Astrantia and michaelmas daisies are also ‘butch’ buddies. A single Aster ‘Silver Blue’ planted a few years back is now a generous clump, and is itself threatening to take over the garden. In summer, lemon balm, Melissa officinalis, has insignificant white flowers that attract bees but will hold its own, spread or seed around.
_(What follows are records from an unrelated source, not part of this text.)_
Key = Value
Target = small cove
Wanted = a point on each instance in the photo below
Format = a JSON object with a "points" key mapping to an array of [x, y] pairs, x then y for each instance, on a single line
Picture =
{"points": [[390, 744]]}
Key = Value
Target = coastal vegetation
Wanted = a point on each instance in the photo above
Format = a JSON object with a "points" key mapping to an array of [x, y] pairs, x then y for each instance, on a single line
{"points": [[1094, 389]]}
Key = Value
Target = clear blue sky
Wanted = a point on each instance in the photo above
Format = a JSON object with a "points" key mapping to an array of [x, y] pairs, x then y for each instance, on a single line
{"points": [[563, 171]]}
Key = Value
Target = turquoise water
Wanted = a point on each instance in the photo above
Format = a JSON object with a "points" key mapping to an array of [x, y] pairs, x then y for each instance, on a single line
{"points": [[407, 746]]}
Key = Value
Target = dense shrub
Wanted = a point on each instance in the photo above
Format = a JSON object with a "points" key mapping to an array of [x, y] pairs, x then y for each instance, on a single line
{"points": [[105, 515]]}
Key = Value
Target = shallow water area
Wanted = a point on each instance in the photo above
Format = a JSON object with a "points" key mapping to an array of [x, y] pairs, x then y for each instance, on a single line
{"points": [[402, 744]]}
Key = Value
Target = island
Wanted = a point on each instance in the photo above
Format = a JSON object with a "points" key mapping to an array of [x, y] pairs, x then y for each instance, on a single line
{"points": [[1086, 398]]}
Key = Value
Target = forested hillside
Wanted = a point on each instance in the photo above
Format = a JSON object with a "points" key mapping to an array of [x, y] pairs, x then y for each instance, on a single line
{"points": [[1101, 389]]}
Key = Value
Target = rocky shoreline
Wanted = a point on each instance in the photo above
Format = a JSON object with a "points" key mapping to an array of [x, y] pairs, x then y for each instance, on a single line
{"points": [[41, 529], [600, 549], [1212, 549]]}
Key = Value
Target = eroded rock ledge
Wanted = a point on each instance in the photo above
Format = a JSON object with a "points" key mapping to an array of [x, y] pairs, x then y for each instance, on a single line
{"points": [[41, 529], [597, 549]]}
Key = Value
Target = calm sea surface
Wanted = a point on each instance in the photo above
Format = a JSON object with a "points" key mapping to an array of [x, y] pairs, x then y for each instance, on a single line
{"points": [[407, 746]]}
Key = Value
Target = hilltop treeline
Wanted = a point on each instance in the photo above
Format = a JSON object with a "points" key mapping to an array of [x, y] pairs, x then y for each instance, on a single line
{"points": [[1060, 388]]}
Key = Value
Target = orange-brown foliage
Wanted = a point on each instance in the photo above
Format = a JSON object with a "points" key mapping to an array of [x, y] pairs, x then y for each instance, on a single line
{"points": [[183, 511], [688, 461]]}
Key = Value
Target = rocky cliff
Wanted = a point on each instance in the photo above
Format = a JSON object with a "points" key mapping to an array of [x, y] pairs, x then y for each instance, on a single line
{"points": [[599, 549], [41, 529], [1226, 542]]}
Its strong, lemon yellow to lime green foliage (that can brown in too-hot sunshine) is a joy to crush for a gentle scent of lemon, and always catches the eye away from the villain in question. For similar distraction, I even tried variegated ground elder, after the motto ‘If you can’t beat it, join it’, but it simply could not hold its own. I continue to make plenty of mistakes, spending money on feature, specialist plants that usually need mollycoddling. They either succumb within the season or sit there without spreading generously like prima donnas.
Speaking of which, it amused me greatly to see how this year’s Chelsea Show 2012 designers attempted to bring natural countryside into the heart of the metropolis. Watching on television, I scanned the entries, and attempted to see if ground elder featured among their carefully selected mix of delicate, wild plants. Somehow I doubt it. Neither did I glimpse that sculptural thug, giant hogweed, incidentally first introduced in Victorian times by Gregory Gregory at Harlaxton. Chelsea show gardens are a pastiche of reality, without the criminal element.
So with help from my cottage garden stalwarts, beating the arch-enemy at its own game, I try to be tolerant. If the garden is relaxed, I like to think that friends and family will find it relaxing too. Apparently we have the Romans to thank for introducing ground elder as a pot-herb. They tell me this so-called ‘goutweed’ can be boiled like spinach, or a ground elder soup made that will cure aching joints. We ‘learning to be’ gardeners have our fair share of those!